The ARC Skills Card details what a student should be able to accomplish at each level; the card should be located in the student’s reading folder. ARC provides additional information for levels 1 Yellow through 2 Blue at www.americanreadingathome.com.
3. Why is my child bringing home books that are so easy to read?
Each child is working at his independent reading level, where he needs little-to-no assistance, making it easier to practice the skills/strategies given by the teacher. Once the student has demonstrated proficiency to the teacher, he will be moved up to the next level.
4. I’m not seeing much coming home, so what is my child learning in school?

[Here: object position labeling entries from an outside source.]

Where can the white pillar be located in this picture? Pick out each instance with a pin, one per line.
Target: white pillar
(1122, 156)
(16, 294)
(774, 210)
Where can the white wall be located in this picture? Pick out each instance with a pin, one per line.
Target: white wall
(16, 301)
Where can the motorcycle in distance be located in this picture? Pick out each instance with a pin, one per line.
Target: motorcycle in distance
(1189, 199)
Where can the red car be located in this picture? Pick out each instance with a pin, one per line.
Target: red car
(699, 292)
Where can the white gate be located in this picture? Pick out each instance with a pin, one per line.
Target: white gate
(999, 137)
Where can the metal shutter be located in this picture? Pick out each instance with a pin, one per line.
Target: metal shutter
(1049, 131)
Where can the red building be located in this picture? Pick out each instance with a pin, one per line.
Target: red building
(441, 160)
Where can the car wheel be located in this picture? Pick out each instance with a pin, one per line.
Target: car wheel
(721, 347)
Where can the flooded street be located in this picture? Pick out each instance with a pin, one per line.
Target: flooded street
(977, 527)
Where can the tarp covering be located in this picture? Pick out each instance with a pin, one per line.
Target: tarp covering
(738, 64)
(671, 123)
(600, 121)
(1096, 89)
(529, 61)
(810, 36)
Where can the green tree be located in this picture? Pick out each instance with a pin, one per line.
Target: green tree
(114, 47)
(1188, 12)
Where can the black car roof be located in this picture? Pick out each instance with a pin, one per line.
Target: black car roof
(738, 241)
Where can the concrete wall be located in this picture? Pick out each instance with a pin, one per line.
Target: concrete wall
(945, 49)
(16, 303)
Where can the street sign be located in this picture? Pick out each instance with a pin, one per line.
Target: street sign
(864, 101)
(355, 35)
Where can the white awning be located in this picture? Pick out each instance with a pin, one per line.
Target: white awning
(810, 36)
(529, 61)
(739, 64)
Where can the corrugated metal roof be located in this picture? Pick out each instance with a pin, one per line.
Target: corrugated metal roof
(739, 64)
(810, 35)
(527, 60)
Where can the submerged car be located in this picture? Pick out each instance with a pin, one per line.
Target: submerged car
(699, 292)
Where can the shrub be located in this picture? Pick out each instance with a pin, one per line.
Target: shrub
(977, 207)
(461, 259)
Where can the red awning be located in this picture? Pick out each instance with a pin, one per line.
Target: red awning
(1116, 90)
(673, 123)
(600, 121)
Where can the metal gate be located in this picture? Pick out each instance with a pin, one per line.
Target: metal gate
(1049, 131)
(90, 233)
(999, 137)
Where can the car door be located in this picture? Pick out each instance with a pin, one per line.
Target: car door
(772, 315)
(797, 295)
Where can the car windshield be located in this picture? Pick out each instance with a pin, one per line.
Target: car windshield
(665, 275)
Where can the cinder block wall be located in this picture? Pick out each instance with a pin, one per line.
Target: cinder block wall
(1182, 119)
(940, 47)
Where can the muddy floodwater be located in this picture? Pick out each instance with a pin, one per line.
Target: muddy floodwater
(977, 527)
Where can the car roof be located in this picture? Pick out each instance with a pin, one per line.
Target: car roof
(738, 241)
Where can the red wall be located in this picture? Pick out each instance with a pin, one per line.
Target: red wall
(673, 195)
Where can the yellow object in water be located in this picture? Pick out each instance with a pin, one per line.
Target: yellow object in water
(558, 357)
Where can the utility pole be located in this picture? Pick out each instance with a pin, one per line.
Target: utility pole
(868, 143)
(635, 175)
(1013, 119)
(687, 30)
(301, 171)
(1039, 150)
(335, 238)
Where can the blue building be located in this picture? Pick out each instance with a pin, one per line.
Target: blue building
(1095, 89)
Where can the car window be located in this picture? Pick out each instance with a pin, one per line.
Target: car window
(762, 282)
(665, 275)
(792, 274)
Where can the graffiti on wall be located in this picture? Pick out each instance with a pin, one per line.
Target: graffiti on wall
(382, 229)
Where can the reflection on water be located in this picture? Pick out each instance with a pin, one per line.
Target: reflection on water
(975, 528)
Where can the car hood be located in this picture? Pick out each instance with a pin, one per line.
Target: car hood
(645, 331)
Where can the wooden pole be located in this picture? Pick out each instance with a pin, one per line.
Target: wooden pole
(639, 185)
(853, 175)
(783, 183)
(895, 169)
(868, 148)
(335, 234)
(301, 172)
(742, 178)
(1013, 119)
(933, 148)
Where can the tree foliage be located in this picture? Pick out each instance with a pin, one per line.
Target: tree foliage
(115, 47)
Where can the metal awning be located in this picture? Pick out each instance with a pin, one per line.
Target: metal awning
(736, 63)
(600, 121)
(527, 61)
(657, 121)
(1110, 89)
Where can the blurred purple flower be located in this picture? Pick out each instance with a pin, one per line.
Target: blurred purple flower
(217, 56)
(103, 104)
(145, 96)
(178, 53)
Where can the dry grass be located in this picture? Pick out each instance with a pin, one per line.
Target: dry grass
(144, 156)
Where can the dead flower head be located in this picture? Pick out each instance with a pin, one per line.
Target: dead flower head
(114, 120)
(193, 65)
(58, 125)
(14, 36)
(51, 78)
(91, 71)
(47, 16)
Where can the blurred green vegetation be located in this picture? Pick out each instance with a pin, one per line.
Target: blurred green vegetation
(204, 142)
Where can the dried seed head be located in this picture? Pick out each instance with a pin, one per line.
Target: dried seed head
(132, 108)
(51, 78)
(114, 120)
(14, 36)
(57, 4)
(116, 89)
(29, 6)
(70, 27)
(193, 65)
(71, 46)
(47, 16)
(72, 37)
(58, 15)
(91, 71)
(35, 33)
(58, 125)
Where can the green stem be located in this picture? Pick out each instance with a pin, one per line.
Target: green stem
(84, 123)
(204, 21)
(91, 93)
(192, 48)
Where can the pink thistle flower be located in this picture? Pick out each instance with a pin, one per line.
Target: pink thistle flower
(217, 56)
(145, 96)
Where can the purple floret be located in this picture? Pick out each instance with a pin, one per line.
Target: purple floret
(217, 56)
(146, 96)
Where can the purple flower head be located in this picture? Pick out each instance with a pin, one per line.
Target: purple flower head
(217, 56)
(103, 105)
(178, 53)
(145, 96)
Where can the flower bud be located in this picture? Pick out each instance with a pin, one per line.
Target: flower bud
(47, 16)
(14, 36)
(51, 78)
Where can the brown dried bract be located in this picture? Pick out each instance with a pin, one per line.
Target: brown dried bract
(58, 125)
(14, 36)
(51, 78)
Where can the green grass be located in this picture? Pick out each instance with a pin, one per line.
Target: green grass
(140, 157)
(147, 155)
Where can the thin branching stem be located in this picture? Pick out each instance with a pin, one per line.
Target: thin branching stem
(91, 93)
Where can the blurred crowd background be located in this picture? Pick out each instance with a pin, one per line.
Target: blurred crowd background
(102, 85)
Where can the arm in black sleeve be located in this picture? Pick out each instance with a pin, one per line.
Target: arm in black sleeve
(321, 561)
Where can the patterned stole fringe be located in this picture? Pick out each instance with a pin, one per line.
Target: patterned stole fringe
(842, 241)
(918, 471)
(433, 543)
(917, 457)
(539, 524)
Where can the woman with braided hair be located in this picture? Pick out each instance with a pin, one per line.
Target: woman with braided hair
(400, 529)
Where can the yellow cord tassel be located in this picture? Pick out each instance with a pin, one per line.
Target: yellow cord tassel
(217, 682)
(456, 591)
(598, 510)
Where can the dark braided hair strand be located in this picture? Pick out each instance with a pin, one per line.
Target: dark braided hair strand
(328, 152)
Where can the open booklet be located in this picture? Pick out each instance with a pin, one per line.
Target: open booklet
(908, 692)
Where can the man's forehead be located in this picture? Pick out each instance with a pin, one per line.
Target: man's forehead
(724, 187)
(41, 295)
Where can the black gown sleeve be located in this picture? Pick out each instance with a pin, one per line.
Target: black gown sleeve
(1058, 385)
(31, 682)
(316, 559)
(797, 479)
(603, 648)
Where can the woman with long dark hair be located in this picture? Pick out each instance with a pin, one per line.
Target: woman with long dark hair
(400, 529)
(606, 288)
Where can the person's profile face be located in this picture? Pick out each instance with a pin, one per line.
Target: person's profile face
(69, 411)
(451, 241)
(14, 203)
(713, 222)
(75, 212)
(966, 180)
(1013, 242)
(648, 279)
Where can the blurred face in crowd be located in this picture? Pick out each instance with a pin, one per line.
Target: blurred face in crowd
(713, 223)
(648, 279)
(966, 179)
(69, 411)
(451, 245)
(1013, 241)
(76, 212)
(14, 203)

For grades 1 through 3, during the daily reading block, the independent reading portion is 30 minutes. These are the four units for the year:
· 1st unit: Setting up routines; initial determination of reading level; focus on grammar and composition
· 2nd unit: Reading and writing informational text on a student-selected topic; in conjunction with grade-level standards, the students are taught how to find answers to questions and how to effectively communicate their findings.
· 3rd unit: A study of story elements (for example, character, setting, problem and solution, etc.); students will craft a story of their own depending upon the grade level’s genre.
· 4th unit: A study of persuasive writing through researching a non-fiction topic and taking a stance on it through writing; because each week of instruction adds to the cumulative end-of-quarter product, traditional worksheets won’t be coming home.
5. Why does it seem that my child is memorizing a lot of words?
To establish a foundational reading and writing vocabulary, students are expected to know key words by sight; these words fall under one of two categories:
· Tricky Words are commonly used sight words and cannot be easily decoded using phonemic strategies (for example, laugh, pretty, great, night, friend, etc.).
· Power Words are high-frequency words (and, the, boy, give, your, etc.).
6. What about spelling?
As students work through those levels that primarily focus on reading high frequency words (1G-2G), they also focus on spelling those words accurately in their writing. This shared focus across reading and writing accelerates student mastery of each level and allows students to move through the levels more quickly. As those students progress to decoding one-syllable words (at 1B), they practice applying the skill of chunking (learned through reading) to their writing in order to spell one-syllable words accurately. In this way, students learn a transferable skill for spelling rather than memorizing the spelling of specific sets of words.
The teacher welcomes the students and sets the focus for the day. Grammar, spelling, and Power Words will all be addressed during this aspect of the language arts block.
Students listen to on-grade level or above-grade level text being read aloud and then process ways to apply the daily focus to this piece of writing.
· Independent Reading time: While students are reading independently and practicing their Power Goals, the teacher is meeting with them individually to further their individual reading progress. This one-on-one time may be a status check of comprehension skills, phonics skills, or sight words proficiency.
· Research Reading: Grade-level text is read and students are taught a necessary grade-level skill, following the focus set for the day. They learn how to gather necessary information that supports the focus. Students then get time to apply this new strategy to their reading.
The teacher models how to take the information the students have learned and communicate it through writing. Spelling, grammar, and other skills are woven into this instruction. Students then practice this learning with their own information that they found when reading.